The right-handed pitcher from Pendleton High School, who verbally committed to the Saints on Sept. 8, signed a letter of intent on Nov. 15 to play for the Div. II program in Lacey, Washington.

“I’m excited,” said Parsons, who received an academic/athletic scholarship. “I visited the campus in August to make sure I liked it.”

Parsons had a 5-3 record her sophomore year for the Bucks, with a 5.95 ERA. She also struck out 43 batters in 55 innings of work.

“We brought her up her sophomore year to get experience,” Pendleton softball coach Tim Cary said. “She has progressed a lot since that time and has developed into a very good pitcher.”

Parson has played three summers with the Tri-Cities-based Washington Angels, honing her skills.

“I’ve been able to play in the summer and some fall ball,” Parsons said. “We played a lot in Idaho because they were open. I pitched a lot this fall. We went to Arizona for a tournament a couple of weeks ago.”

Parsons also played in a tournament for Power Fastpitch of California.

“I met (Power’s) Damion Wynne and he was very helpful through the whole recruiting thing and made sure I could find a school that fit me,” Parsons said.

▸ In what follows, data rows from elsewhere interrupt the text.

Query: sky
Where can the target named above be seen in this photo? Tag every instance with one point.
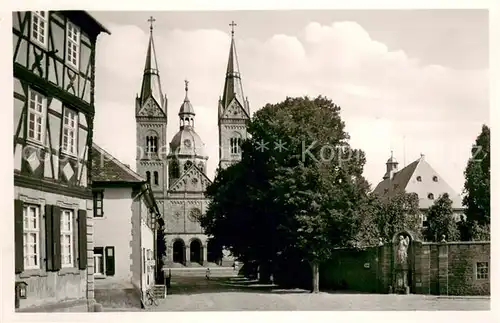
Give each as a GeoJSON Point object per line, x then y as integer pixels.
{"type": "Point", "coordinates": [411, 81]}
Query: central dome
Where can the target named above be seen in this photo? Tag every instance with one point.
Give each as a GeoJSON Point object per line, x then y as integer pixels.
{"type": "Point", "coordinates": [187, 142]}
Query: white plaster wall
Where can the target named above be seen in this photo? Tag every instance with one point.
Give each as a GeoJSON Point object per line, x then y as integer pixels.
{"type": "Point", "coordinates": [115, 229]}
{"type": "Point", "coordinates": [147, 242]}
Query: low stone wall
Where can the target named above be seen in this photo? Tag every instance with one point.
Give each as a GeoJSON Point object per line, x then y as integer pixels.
{"type": "Point", "coordinates": [452, 268]}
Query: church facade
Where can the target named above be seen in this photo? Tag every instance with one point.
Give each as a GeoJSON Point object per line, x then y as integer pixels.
{"type": "Point", "coordinates": [177, 168]}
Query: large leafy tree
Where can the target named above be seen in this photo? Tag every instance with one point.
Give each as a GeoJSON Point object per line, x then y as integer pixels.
{"type": "Point", "coordinates": [441, 221]}
{"type": "Point", "coordinates": [477, 187]}
{"type": "Point", "coordinates": [397, 213]}
{"type": "Point", "coordinates": [298, 189]}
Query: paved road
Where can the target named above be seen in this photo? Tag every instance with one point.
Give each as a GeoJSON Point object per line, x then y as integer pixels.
{"type": "Point", "coordinates": [198, 294]}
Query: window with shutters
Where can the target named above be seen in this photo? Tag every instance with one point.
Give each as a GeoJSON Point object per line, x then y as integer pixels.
{"type": "Point", "coordinates": [39, 28]}
{"type": "Point", "coordinates": [67, 236]}
{"type": "Point", "coordinates": [36, 115]}
{"type": "Point", "coordinates": [110, 260]}
{"type": "Point", "coordinates": [98, 208]}
{"type": "Point", "coordinates": [31, 236]}
{"type": "Point", "coordinates": [98, 261]}
{"type": "Point", "coordinates": [70, 128]}
{"type": "Point", "coordinates": [73, 45]}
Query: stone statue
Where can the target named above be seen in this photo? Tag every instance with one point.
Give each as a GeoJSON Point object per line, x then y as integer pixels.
{"type": "Point", "coordinates": [402, 254]}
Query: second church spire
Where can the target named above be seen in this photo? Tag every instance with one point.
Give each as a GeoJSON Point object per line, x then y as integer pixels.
{"type": "Point", "coordinates": [151, 85]}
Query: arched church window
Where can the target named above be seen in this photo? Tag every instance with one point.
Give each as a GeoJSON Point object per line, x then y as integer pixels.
{"type": "Point", "coordinates": [151, 144]}
{"type": "Point", "coordinates": [174, 169]}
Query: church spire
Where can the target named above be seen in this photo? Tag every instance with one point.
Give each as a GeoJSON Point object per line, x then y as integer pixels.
{"type": "Point", "coordinates": [186, 112]}
{"type": "Point", "coordinates": [151, 86]}
{"type": "Point", "coordinates": [233, 87]}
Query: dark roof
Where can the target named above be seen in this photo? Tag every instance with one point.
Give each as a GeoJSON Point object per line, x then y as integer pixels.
{"type": "Point", "coordinates": [106, 168]}
{"type": "Point", "coordinates": [399, 181]}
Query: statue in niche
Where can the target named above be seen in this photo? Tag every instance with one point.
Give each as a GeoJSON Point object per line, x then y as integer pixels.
{"type": "Point", "coordinates": [402, 252]}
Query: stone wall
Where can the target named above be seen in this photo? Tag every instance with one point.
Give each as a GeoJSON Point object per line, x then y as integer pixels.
{"type": "Point", "coordinates": [437, 268]}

One quality that put Parsons on the college radar was her height. She stands 6 feet tall.

“Being tall gives me a lot more velocity on the ball,” she said.

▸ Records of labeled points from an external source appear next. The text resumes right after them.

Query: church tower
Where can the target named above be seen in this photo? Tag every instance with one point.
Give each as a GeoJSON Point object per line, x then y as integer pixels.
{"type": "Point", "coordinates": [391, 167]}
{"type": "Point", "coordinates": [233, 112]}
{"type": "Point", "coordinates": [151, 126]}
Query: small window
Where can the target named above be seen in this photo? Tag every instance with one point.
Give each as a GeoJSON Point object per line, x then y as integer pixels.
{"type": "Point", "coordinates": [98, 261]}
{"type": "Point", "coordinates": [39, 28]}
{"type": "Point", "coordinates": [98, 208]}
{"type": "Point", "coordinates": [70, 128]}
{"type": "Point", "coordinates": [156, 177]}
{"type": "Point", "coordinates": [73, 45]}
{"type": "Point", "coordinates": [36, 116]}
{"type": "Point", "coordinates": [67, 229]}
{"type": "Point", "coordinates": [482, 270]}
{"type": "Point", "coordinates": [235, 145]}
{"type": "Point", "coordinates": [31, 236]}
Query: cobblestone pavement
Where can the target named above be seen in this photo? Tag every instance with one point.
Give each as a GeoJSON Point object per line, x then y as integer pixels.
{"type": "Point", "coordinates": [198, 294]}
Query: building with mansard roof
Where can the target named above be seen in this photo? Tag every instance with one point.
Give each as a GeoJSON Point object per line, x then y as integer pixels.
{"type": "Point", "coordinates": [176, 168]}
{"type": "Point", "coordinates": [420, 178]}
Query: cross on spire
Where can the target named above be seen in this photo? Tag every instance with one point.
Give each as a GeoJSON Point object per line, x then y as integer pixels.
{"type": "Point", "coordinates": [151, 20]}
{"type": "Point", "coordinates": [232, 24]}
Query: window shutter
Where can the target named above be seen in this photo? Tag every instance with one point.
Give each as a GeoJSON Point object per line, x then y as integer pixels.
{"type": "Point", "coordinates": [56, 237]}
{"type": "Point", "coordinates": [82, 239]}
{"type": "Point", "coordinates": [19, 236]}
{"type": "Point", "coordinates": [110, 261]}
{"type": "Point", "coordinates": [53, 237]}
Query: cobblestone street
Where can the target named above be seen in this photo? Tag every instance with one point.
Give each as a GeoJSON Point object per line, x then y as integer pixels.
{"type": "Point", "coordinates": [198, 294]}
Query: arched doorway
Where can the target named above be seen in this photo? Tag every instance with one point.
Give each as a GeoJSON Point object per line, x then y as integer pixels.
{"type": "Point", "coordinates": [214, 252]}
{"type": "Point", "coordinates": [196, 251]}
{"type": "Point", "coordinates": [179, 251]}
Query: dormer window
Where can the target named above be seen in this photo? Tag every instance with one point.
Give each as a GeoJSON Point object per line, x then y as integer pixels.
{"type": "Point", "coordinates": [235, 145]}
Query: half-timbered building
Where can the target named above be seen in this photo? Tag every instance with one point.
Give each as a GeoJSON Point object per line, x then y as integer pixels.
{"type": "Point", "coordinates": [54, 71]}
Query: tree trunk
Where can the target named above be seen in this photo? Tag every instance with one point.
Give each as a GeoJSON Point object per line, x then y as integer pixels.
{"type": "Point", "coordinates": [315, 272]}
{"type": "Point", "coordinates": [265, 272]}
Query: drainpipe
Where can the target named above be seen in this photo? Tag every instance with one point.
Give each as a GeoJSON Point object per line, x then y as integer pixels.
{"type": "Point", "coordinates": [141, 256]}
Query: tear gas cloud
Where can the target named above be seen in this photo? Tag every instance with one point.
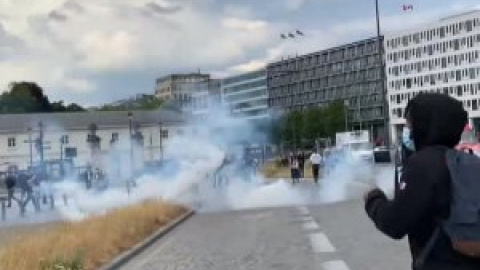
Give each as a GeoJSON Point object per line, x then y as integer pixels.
{"type": "Point", "coordinates": [194, 157]}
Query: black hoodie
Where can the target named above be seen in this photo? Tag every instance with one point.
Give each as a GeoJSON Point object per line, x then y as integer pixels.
{"type": "Point", "coordinates": [424, 196]}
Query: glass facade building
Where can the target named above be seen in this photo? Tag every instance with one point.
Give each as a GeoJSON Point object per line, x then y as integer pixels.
{"type": "Point", "coordinates": [349, 73]}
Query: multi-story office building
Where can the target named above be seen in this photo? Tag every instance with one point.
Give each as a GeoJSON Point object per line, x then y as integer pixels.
{"type": "Point", "coordinates": [441, 57]}
{"type": "Point", "coordinates": [246, 95]}
{"type": "Point", "coordinates": [180, 88]}
{"type": "Point", "coordinates": [207, 98]}
{"type": "Point", "coordinates": [350, 72]}
{"type": "Point", "coordinates": [78, 137]}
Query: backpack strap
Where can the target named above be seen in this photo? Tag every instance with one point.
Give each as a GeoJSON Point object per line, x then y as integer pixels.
{"type": "Point", "coordinates": [423, 256]}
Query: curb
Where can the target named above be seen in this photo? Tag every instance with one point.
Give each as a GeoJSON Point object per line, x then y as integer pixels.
{"type": "Point", "coordinates": [126, 256]}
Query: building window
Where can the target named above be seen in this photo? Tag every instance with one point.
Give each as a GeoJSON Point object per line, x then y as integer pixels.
{"type": "Point", "coordinates": [65, 139]}
{"type": "Point", "coordinates": [114, 136]}
{"type": "Point", "coordinates": [12, 142]}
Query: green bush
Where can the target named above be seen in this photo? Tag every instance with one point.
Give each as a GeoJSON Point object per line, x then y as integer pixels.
{"type": "Point", "coordinates": [75, 263]}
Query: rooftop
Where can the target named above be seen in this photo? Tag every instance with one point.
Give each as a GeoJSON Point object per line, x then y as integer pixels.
{"type": "Point", "coordinates": [81, 120]}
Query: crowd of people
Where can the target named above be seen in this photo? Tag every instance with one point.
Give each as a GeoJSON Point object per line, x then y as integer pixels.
{"type": "Point", "coordinates": [31, 186]}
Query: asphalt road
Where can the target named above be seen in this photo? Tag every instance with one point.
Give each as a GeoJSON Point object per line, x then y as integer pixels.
{"type": "Point", "coordinates": [331, 237]}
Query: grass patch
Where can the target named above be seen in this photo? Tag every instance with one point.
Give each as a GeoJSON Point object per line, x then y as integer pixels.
{"type": "Point", "coordinates": [273, 169]}
{"type": "Point", "coordinates": [90, 243]}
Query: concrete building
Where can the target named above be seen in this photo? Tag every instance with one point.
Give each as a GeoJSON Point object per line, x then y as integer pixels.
{"type": "Point", "coordinates": [442, 57]}
{"type": "Point", "coordinates": [350, 72]}
{"type": "Point", "coordinates": [207, 98]}
{"type": "Point", "coordinates": [179, 88]}
{"type": "Point", "coordinates": [98, 138]}
{"type": "Point", "coordinates": [246, 95]}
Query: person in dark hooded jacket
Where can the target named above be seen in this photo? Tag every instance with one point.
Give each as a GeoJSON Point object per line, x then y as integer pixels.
{"type": "Point", "coordinates": [436, 123]}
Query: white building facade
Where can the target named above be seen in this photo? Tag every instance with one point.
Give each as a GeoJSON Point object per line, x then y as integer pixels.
{"type": "Point", "coordinates": [246, 95]}
{"type": "Point", "coordinates": [441, 57]}
{"type": "Point", "coordinates": [20, 144]}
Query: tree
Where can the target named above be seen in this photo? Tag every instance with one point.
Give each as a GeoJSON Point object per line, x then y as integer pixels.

Cary said Parsons has the tools to have a good college career.

“Kylie has the right build, and that puts her in a position to throw hard and be imposing,” he said.

A season lost

The Bucks finished 9-6 in the Intermountain Conference and 17-10 overall during the 2019 season. They advanced to the 5A state quarterfinals where they lost a 9-3 game to West Albany.

Pendleton was set to return a solid team for the 2020 season, but the coronavirus pandemic wiped out the season.

“That was really hard,” Parsons said of missing her junior year. “I knew we would be able to go far. It’s been really hard not to play high school ball.”

While Cary too was disappointed in not having a high school season, he’s proud of the way his players have responded.

“With our season being canceled, they have found ways to pitch and get at-bats,” Cary said. “They aren’t just sitting around. Most are finding teams to play with. We had three girls down in Arizona a couple of weeks ago with three different teams. They all did well.”

Oregon Gov. Kate Brown canceled all indoor sports activities earlier this week. The freeze is effective through Dec. 2, but could be extended. Outdoor activities are still allowed for schools utilizing on-site, hybrid, or comprehensive distance learning.

Oregon School Activities Association spring sports, which include baseball, softball, track and field, tennis and golf, are scheduled to begin practices April 19, with the first competition May 3.

With the new mandates, Parsons is concerned she may not have a senior season.

“It’s still a while from now, but I don’t know if we will get to play,” she said. “My next game could be in college.”